Robert MacFarlan Cole III


Robert MacFarlan Cole was an American chemical engineer, inventor, and author. He helped develop many chemicals, including freon and its use as a refrigerant and an aerosol repellent, a substance to counteract poisonous gas in World War I, synthetic rubber and pyrethrin insecticides in World War II, and ethylene oxide as a hospital germicide.

Biography

His education included studies at the Armour Institute, the University of Illinois and the University of Chicago, where he received his doctorate in chemistry.
He married, on October 26, 1918, Wertha Pendleton, the daughter of William Frederic Pendleton, the founding bishop of the General Church of the New Jerusalem. Their children included: William P. Cole, Dandridge M. Cole, Aubrey Cole Odhner, and the Rev.
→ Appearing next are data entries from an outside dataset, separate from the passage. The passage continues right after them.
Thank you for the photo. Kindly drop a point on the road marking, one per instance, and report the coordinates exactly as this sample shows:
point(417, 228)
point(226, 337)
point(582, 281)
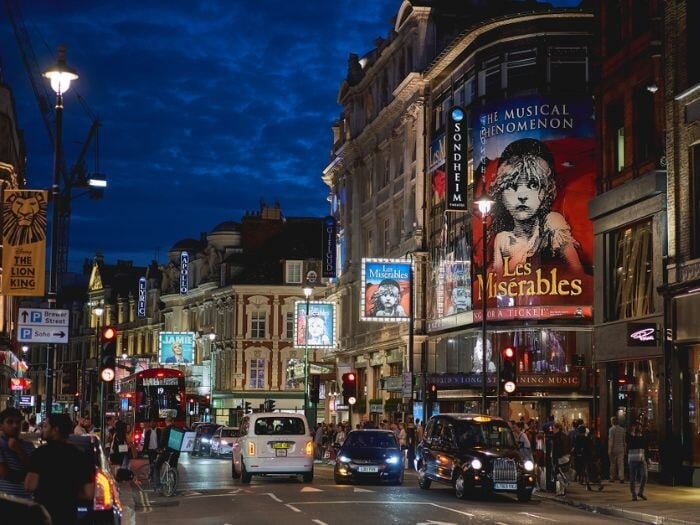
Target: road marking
point(536, 516)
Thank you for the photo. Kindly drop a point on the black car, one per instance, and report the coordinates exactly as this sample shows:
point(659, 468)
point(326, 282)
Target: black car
point(106, 507)
point(473, 453)
point(202, 438)
point(369, 455)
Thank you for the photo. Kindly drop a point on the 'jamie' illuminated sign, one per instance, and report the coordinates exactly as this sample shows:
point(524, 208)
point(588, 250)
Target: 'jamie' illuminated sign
point(641, 334)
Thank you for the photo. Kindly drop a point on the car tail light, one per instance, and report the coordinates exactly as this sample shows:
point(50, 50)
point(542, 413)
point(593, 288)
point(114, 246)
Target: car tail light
point(104, 498)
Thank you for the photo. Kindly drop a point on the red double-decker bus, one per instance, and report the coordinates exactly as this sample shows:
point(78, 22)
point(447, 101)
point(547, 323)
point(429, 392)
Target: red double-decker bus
point(155, 393)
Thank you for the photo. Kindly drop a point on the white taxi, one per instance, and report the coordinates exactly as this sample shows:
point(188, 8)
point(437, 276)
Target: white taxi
point(273, 443)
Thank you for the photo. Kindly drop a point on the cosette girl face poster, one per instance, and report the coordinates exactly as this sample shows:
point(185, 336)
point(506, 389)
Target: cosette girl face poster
point(535, 160)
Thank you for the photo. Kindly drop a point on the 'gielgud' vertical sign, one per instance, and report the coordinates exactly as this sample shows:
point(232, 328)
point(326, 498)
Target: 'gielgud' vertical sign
point(456, 160)
point(24, 242)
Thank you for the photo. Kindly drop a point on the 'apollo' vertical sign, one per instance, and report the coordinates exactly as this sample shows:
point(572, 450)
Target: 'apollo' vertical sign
point(329, 247)
point(184, 272)
point(456, 160)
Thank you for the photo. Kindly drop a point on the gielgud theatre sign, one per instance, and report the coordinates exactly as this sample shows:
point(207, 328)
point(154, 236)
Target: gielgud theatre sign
point(535, 160)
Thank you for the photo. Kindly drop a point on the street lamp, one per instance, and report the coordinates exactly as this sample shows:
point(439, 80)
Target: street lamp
point(212, 338)
point(308, 292)
point(60, 76)
point(484, 204)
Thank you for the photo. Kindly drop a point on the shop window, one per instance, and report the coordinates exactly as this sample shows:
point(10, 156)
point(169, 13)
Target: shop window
point(631, 281)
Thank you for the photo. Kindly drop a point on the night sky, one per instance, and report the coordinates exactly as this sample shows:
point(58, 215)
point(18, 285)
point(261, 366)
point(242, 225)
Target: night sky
point(207, 109)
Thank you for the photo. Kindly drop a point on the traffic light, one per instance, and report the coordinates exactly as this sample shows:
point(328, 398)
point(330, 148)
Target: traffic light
point(108, 357)
point(314, 388)
point(349, 387)
point(432, 393)
point(508, 368)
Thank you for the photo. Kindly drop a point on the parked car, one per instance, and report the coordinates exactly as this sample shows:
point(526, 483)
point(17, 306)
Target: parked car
point(273, 443)
point(202, 438)
point(369, 455)
point(222, 441)
point(106, 507)
point(473, 453)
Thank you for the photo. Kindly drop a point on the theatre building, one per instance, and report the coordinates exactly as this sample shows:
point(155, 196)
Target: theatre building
point(520, 86)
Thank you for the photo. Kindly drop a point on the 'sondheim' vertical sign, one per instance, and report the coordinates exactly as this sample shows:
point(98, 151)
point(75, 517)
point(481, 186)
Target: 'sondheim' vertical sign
point(456, 160)
point(184, 272)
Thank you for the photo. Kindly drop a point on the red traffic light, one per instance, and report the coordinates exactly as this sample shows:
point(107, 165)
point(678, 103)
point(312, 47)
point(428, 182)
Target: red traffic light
point(109, 333)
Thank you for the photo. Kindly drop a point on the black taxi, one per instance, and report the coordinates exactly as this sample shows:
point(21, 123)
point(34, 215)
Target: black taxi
point(473, 453)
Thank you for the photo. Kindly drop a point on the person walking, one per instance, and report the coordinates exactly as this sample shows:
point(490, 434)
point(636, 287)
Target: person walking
point(637, 458)
point(59, 473)
point(616, 450)
point(151, 440)
point(14, 454)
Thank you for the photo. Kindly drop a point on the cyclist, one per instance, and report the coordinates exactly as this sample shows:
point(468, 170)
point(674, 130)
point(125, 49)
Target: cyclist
point(165, 453)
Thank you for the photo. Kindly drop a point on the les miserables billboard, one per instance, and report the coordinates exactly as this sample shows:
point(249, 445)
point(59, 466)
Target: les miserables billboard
point(535, 160)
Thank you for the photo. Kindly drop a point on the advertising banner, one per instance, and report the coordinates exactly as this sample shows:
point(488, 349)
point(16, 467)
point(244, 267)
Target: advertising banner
point(321, 325)
point(386, 286)
point(535, 159)
point(176, 348)
point(24, 242)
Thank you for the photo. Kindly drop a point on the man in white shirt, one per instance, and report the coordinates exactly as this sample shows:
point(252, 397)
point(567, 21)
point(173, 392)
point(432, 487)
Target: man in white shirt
point(151, 438)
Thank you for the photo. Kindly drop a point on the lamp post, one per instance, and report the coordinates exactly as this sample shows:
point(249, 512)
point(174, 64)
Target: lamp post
point(212, 338)
point(60, 76)
point(308, 292)
point(484, 204)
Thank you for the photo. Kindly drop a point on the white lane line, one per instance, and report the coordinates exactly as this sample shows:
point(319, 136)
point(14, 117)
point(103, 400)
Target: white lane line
point(536, 516)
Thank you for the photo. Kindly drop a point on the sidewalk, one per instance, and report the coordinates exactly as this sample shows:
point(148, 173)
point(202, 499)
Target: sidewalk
point(668, 505)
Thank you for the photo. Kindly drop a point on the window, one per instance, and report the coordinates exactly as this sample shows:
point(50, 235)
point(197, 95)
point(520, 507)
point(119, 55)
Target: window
point(616, 137)
point(695, 198)
point(290, 326)
point(256, 378)
point(567, 69)
point(644, 127)
point(257, 325)
point(293, 271)
point(522, 71)
point(631, 279)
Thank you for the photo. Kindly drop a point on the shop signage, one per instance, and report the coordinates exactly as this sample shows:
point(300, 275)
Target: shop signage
point(548, 380)
point(641, 334)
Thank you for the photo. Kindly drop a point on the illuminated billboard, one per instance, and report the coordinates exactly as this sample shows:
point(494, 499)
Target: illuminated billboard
point(176, 348)
point(321, 325)
point(535, 159)
point(386, 285)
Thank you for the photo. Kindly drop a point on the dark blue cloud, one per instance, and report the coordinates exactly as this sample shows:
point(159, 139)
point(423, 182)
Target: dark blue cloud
point(206, 108)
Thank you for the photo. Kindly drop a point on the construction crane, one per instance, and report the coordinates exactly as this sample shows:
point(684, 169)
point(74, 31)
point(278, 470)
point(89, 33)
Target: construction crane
point(78, 176)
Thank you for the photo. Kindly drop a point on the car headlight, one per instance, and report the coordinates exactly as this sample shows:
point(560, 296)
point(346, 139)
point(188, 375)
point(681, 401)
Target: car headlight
point(393, 460)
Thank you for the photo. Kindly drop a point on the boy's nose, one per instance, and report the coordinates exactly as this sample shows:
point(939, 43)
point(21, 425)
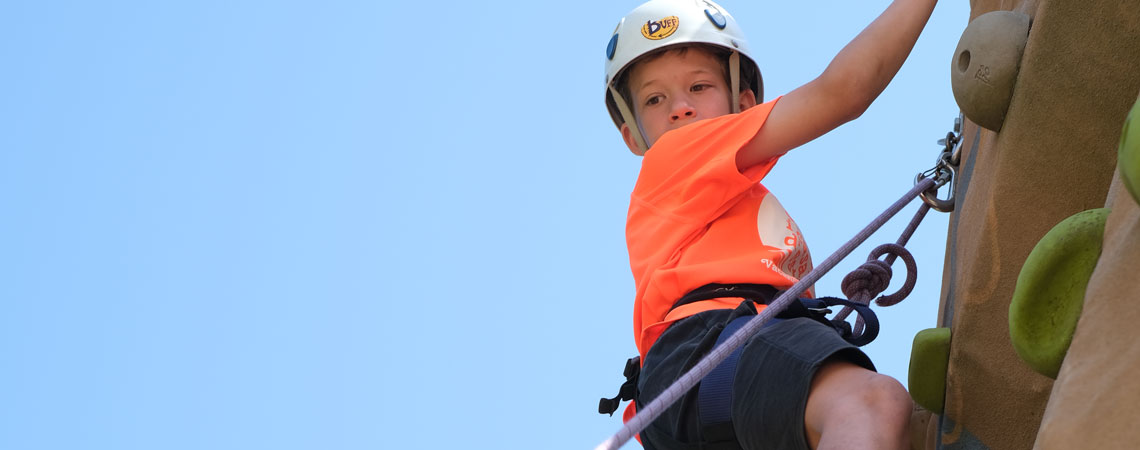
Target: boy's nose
point(682, 111)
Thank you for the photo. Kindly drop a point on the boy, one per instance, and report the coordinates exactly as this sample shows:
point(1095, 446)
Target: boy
point(700, 223)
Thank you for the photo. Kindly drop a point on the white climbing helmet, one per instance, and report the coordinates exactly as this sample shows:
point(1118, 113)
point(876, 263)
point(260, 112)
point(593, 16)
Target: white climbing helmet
point(662, 23)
Robert H. P. Cole.
He became the founder and first president of Hord Color Products in Sandusky, Ohio in 1920. There he helped pioneer color processes and products. In 1928, Mr. Cole went to work for the American Dyewood Co. in Chester, Pa., where he developed recycling of the paper in telephone directories.
Cole reported to the E. I. du Pont de Nemours and Company that he had witnessed chlorofluorocarbon, considered a poisonous gas, being used safely in Germany. A duPont chemist, William Warren Rhodes, and Mr. Cole worked on the development of the gas, to which duPont gave the trade name Freon. "I was there when the first seven cc's of Freon came out of the distilling apparatus in Sandusky, Ohio" He told a Pennsylvania newspaper.
During World War II, Mr. Cole was a member of the War Chemical Board and pioneered the artificial synthesis of pyrethrin, used as an insecticide by the U.S. Navy in the South Pacific. He died on January 18, 1986.